After the passing of the 13th Dalai Lama in 1933, a search party was established to find his reincarnation. The Regent, Reting Rinpoche, had a vision at the sacred lake of Lhamo La-tso indicating Amdo as the region to search. This vision also indicated a large monastery with a gilded roof and turquoise tiles, and a twisting path from it to a hill to the east, opposite which stood a small house with distinctive eaves. The most promising child was found in such a house, as described in the vision, the house where Lhamo Dhondup lived. Lhamo Dondup successfully passed the tests that convinced the search party that he was the child they were searching for. It took two years of political wrangling with the governor of the province and a large ransom to bring Lhamo Dondup to Lhasa which he reached in October 1939. There, he was formally recognized as the 14th Dalai Lama to great acclaim, though until he reached his majority, Tibet would be ruled by a regent.
In October 1950 the army of the People’s Republic of China marched into Chamdo, in Eastern Tibet. In view of the events, it was decided that the Dalai Lama would be enthroned as temporal ruler of Tibet ahead of time. On 17 November 1950, at the age of 15, the 14th Dalai Lama was enthroned formally as the temporal ruler of Tibet.

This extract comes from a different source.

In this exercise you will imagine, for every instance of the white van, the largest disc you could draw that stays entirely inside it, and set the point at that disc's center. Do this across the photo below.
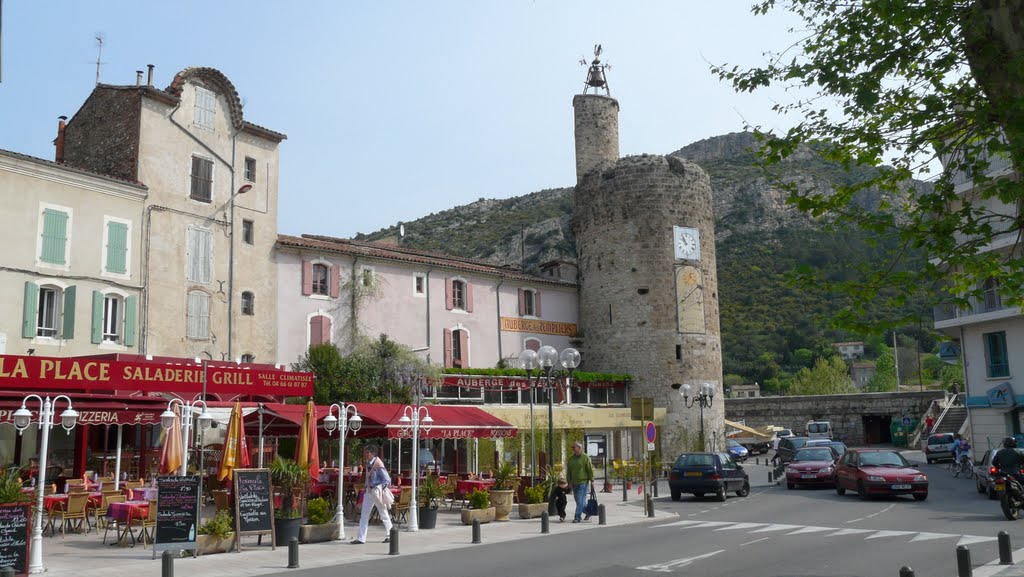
(818, 429)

The Dalai Lama’s formal rule was brief. Following the invasion, the Chinese proposed a 17 point agreement, which the Tibetan government ratified under duress in Beijing. In 1951, the Chinese army had reached Lhasa and an eight year period of uneasy cohabitation began.
In September 1954, together with the 10th Panchen Lama and a delegation of several hundred people, the Dalai Lama went to the Chinese capital to meet Mao Zedong and attend the first session of the National People’s Congress as a delegate, primarily discussing China’s constitution.

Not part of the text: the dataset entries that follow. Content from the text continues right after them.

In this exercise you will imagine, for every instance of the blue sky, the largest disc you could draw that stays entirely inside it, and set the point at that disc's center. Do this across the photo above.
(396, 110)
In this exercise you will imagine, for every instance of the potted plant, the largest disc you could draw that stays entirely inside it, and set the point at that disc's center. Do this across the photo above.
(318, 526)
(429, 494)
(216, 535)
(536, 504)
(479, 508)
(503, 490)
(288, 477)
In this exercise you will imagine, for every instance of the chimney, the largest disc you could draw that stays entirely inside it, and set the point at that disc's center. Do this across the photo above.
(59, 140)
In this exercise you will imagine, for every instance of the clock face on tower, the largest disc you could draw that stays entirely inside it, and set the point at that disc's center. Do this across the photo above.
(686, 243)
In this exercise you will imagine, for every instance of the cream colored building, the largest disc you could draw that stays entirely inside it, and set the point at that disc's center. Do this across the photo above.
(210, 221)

In 1956, on a trip to India to celebrate the Buddha’s Birthday, the Dalai Lama asked the Prime Minister of India, Jawaharlal Nehru, if he would allow him political asylum should he choose to stay.
In 1959, at the age of 23, days prior to the Lhasa uprising, the Dalai Lama took his final examination at Lhasa’s Jokhang Temple during the annual Monlam or Prayer Festival. He was awarded the Lharampa degree, the highest-level geshe degree, roughly equivalent to a doctorate in Buddhist philosophy.